El Ministerio de Gobierno no atenderá formalmente esa solicitud de expulsión del difamador Sánchez, en estricta aplicación de la normativa migratoria, porque no existe un elemento trascendental que justifique el pedido. En un ambiente normal, si a un extranjero o un boliviano no le gusta este país no esperará que lo expulsen, simplemente se irá. Pero no nos extrañaría la intervención del gobernador Evo Morales, convirtiendo este incidente muy común en los campos deportivos, en un tema de Estado, sólo para publicitar que “un extranjero, en nuestra propia casa, ha mancillado el honor y la gloria de los mártires de la gesta constituyente y liberadora, que han hecho posible esta nueva historia escrita en la Constitución Política del Estado vigente” (propuesta redactada). Peor si se intenta explotar este hecho para perseguir o liquidar a la oligarquía cruceña que se confiesa, en gran número, fanática del club Oriente Petrolero.
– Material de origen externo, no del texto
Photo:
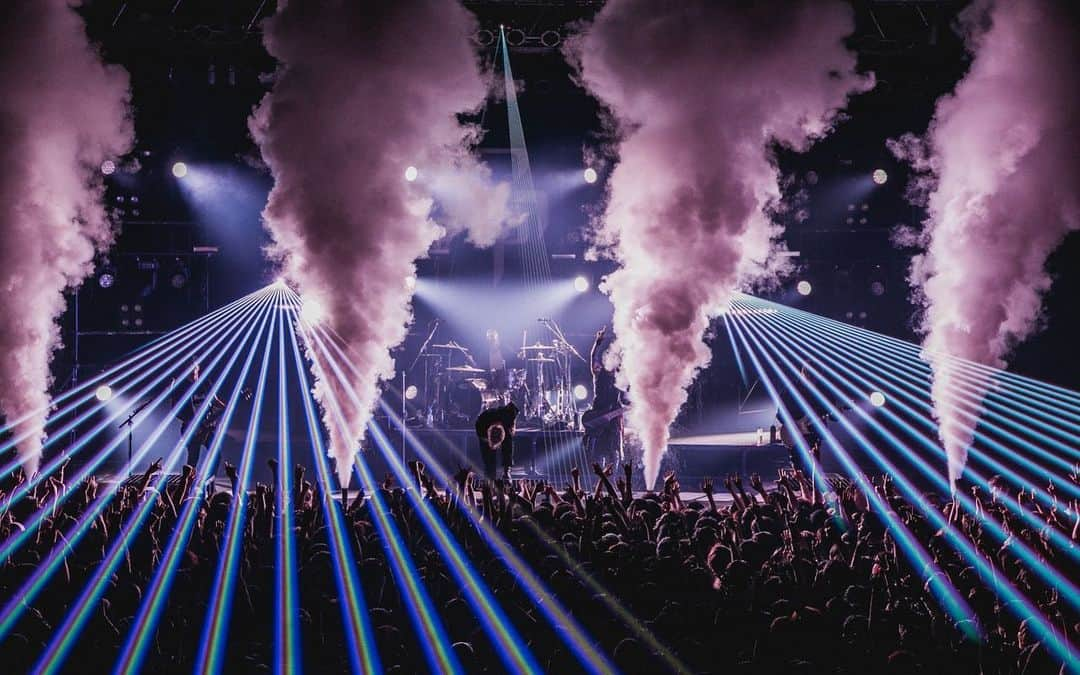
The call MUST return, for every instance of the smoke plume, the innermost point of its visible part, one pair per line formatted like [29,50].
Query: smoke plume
[63,111]
[363,91]
[700,91]
[998,172]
Tampoco debería extrañarnos semejante insinuación vulgar, si la mayoría de los gobernantes y gobernados, propios y extraños, oficialistas y opositores, la usan para distinguir la impresión exacta que les causa vivir en este paraje tan heterogéneo. “Me voy de este país de …”, dijeron más de un millón de emigrantes bolivianos que ahora radican en España o Argentina. “Hay que cambiar este país de …”, seguro pensaba el actual Vicepresidente en su presidio, cuando hace años atrás diseñaba el Estado que ahora soportamos. “¿Cómo hemos permitido que cambie este país de …” dicen los resignados políticos de oposición. Si el uso de la expresión ofensiva al país es tan normal y cotidiana como se describe, no deberíamos rasgarnos las vestiduras y escandalizarnos.

Hace más de un lustro que en Bolivia se ha perdido el sentido de colectividad nacional, esa bolivianidad que infundía tanto gusto. Fue el propio gobierno que ha destrozado ese sentimiento y ha dividido este país para reinar.  Irónicamente ahora exige el cumplimiento de unos valores de unidad y de fraternidad en los que la mayoría de los bolivianos, lastimosamente, ya no cree. Algo no funciona bien. Algo está mal hecho. Ni la goleada de 6 a 1 sobre la Argentina menos la expulsión del entrenador maldiciente, concretarán la acción reparadora de la bolivianidad perdida. Por eso debemos proponernos volver al fútbol, porque ahí es donde se están revelando las verdades y pocas personas las están entendiendo.